In this cohort of patients with predominantly non-severe COVID-19, we reported a 36.0% prevalence of lymphopenia, consistent with the rates of lymphopenia among non-severe COVID-19 patients described in the literature (varying from 1% to 80%) (2). We observed an independent positive correlation of TSH and fT3 levels with lymphocyte counts in this study. While both thyroid function and lymphocyte counts may simply be markers of illness, the fact that a significant association between thyroid function and lymphocyte counts remained after adjusting for a range of COVID-19-related parameters may suggest a potential interaction between hypothalamic-pituitary-thyroid axis and the immune system.

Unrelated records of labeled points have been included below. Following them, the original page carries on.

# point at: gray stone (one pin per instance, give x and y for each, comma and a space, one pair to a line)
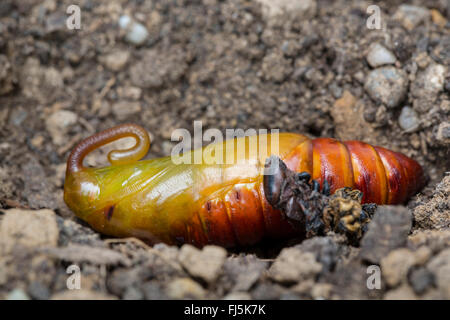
421, 279
395, 266
17, 294
443, 133
297, 9
28, 228
408, 119
387, 85
379, 55
185, 288
440, 267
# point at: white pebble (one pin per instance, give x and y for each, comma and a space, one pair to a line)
136, 32
378, 55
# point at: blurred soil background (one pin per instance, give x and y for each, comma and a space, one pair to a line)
309, 66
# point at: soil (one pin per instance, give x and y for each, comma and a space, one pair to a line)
230, 64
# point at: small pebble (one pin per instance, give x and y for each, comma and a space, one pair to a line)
408, 119
443, 133
379, 55
437, 18
421, 279
136, 32
387, 85
185, 288
116, 61
59, 123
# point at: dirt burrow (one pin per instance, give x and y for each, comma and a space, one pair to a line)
237, 64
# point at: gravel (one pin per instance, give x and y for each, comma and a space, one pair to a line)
379, 55
230, 64
387, 231
387, 85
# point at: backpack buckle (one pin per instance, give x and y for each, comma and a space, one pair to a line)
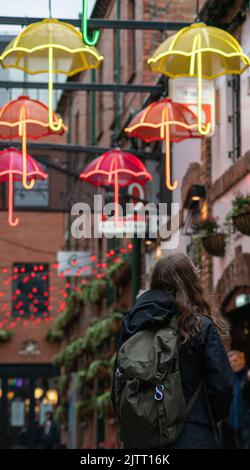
118, 373
159, 392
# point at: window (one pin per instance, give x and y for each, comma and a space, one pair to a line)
37, 197
131, 42
235, 118
30, 290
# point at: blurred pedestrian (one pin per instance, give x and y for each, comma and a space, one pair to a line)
50, 433
240, 408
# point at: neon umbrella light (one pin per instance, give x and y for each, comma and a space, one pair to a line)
164, 120
11, 169
199, 51
28, 119
116, 168
50, 46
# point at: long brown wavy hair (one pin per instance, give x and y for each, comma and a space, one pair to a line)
177, 275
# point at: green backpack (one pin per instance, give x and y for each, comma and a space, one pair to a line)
150, 403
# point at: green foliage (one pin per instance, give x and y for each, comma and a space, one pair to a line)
207, 227
61, 413
5, 335
94, 336
62, 382
94, 291
240, 205
103, 403
72, 311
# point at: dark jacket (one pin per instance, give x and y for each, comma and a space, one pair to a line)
204, 360
240, 408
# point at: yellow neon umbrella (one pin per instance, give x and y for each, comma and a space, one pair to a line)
199, 51
50, 46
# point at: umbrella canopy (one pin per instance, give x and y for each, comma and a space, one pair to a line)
199, 51
50, 46
26, 118
164, 120
116, 168
11, 169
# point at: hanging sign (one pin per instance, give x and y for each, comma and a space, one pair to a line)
17, 415
184, 90
74, 263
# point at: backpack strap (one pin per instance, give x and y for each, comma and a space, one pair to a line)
193, 399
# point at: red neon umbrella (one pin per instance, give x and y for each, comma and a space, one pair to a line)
116, 168
28, 119
164, 120
11, 169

In vitro incubation of T-lymphoma mouse cell line with thyroid hormones for 24 to 72 hours showed increased proliferation, mediated by protein kinase C and involved activation of inducible nitric oxide synthase (8). Hypothyroidism in humans and experimentally-induced hypothyroidism in rats have been shown to be associated with diminished thymic activity, effects that were reversed with thyroid hormone replacement (26). Reversal of propylthiouracil-induced hypothyroidism in mice with T3 replacement led to recovery of lymphocyte proliferative ability (27). Nonetheless, these results should be applied to our study with caution as TFTs in experimentally-induced hypothyroidism were characterized by low fT4 and fT3 but high TSH, in contrast to the low fT3 and low TSH concerning our study. In addition to thyroid hormones, TSH has also been shown to interact with the immune system. TSH receptors are found on the surface of B and T lymphocytes. In murine model, there was improvement in the proliferative capacity and natural killer cell activity of spleen lymphocytes by TSH (9). A study of athyreotic patients due to total thyroidectomy for differentiated thyroid cancer showed that administration of recombinant human TSH led to a significant rise in the percentage of natural killer T cells and B lymphocytes in their peripheral blood. This showed a potential direct impact of TSH on immune cells, independent of thyroid hormone action (28). Indeed, in our subgroup analysis, TSH still positively correlated with lymphocyte counts among patients with low fT3, further highlighting the independent association between TSH and lymphocyte counts.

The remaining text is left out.